The Fallacy of Trickle-Down Economics at the Local Level
Let’s conclude by returning to the simplistic, unschooled level of economics in the Daily Commercial’s editorial. In their warped, supply-side fantasy land, the Lake County Commission can best invest “in the county’s long-term fiscal health” by “suspending the collection of impact fees and deciding against tax hikes.” The Commission should “[m]ake improving the economy the top priority; put improving roads lower down on the list.” This argument is worth parsing line by line, for it neatly encapsulates the typical, Republican trickle-down trope from which there seems to be no relief in sight.
First, we have the tired-old argument that tax increases are never the route to fiscal health; taxes should only be cut, no matter how basic the services they fund. Second, we have the highly revealing mention of impact fees, which were not really the subject at hand but remain uppermost in the thoughts of the Daily Commercial. Then we have the conclusion that tax cuts are the only way to improve the economy; public spending isn’t the right approach. Let’s put aside the glaringly obvious rejoinder that crumbling roads might actually be a disincentive to potential investors in Lake County, because that just makes too much sense to even get a mention. After all, businesses don’t pay any attention to the condition of public infrastructure; all “job creators” care about is the tax rate, right?
The Daily Commercial is holding the public interest hostage to its faith in economic miracles. If taxes on property developers – those very special people to whom we should be so profoundly grateful – are reduced, they will bring forth a surge of growth that will naturally result in higher government revenues, and there will be plenty of money for roads, parks, and apple pie for everyone. Isn’t it funny how that professed concern for the average Joe has morphed into advocacy for the very people who made out like bandits during the boom years? The inconvenient fact that property development is dead as a sustainable business model for Lake County – and should never have been allowed to convert the County into an Orlando exurb in the first place – is completely ignored. Lake County is in a recession because of macro-level factors that are utterly beyond the control of the County Commission. When liabilities exceed assets, for both would-be borrowers and lenders themselves, and outrageously loose monetary policy by the Federal Reserve isn’t making any difference, how on earth is Lake County supposed to return to the “good old days” of the 1990’s, fueled as they were by reckless lending and bubble-inflating speculation? That model is broken; get over it.

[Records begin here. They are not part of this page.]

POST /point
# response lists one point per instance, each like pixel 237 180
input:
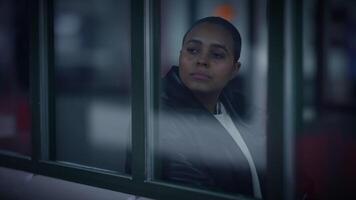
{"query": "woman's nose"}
pixel 202 60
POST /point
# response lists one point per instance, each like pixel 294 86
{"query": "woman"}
pixel 203 138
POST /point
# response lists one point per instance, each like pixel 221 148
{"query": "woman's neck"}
pixel 208 100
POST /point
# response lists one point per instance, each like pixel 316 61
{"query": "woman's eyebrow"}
pixel 220 46
pixel 213 45
pixel 194 41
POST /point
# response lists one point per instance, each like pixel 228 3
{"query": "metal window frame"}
pixel 42 104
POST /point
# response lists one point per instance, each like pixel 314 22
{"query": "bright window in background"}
pixel 15 122
pixel 92 82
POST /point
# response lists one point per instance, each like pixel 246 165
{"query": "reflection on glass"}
pixel 326 146
pixel 210 135
pixel 14 78
pixel 92 60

When private-sector activity is hamstrung by a liquidity crisis such as ours, which is likely to last for a decade or more, much as in Japan’s “lost decade,” the only realistic engine of economic growth is the public sector. Government spending – on roads or other projects – creates jobs (yes, really) and lays the groundwork for a better quality of life for all – investors and gas-buying public alike. We can all play our part by saving the price of the Leesburg Daily Commercial and putting those few extra cents in our gas tanks. Each daily edition covers the proposed surtax on ten gallons, while Sunday’s paper will pay for an outing to the Gulf Coast. I suggest you go before it’s too late.